These War Films Were Remade — Should They Have Been?
Beau Geste
The 1924 novel by P.C. Wren, about brothers who run off to join the French Foreign Legion in the wake of a family disgrace, has been filmed several times (1926, 1939 and 1966) and adapted for TV. The best version is arguably the 1939 film starring Gary Cooper, the 1926 silent drama with Ronald Colman coming in a close second.
Sahara
The 1943 version of this film, based on the 1927 Philip MacDonald novel Patrol , stars Humphrey Bogart as an American tank commander fighting Germans at an oasis in North Africa. A 1953 remake—filmed as the Western Last of the Comanches —remained faithful to the original script, while a 1995 TV adaptation starring Jim Belushi was only passable.
Tora! Tora! Tora!
This 1970 epic about the Dec. 7, 1941, Japanese surprise attack at Pearl Harbor, Hawaii, was based on histories of the strike by Gordon Prange and Ladislas Farago. Featuring an international cast and crew, it wowed audiences.
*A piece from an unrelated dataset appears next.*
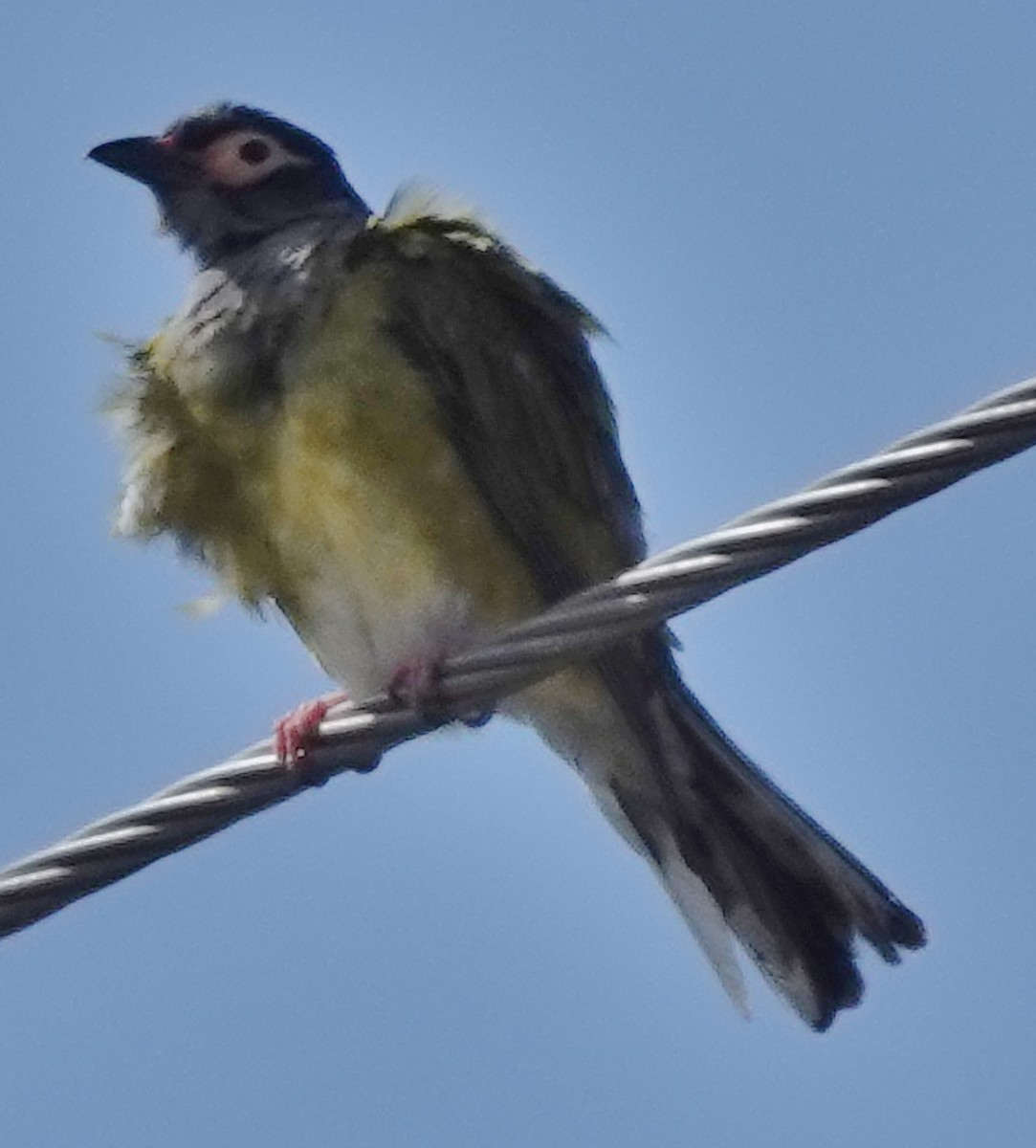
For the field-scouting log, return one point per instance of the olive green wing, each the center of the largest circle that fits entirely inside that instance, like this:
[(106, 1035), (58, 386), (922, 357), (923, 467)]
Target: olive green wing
[(507, 353)]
While not technically a remake, the 2001 film Pearl Harbor , starring Ben Affleck, bombed with critics but did surprisingly well at the box office.
The Manchurian Candidate
Two films have dramatized the 1959 Richard Condon novel about a Korean War veteran brainwashed by Communist Chinese captors to be a sleeper assassin. The 1962 version —starring Laurence Harvey, Frank Sinatra and Angela Lansbury—ranks among the all-time best political thrillers. The 2004 remake, updated for the Gulf War and starring Denzel Washington as the assassin, pales by comparison.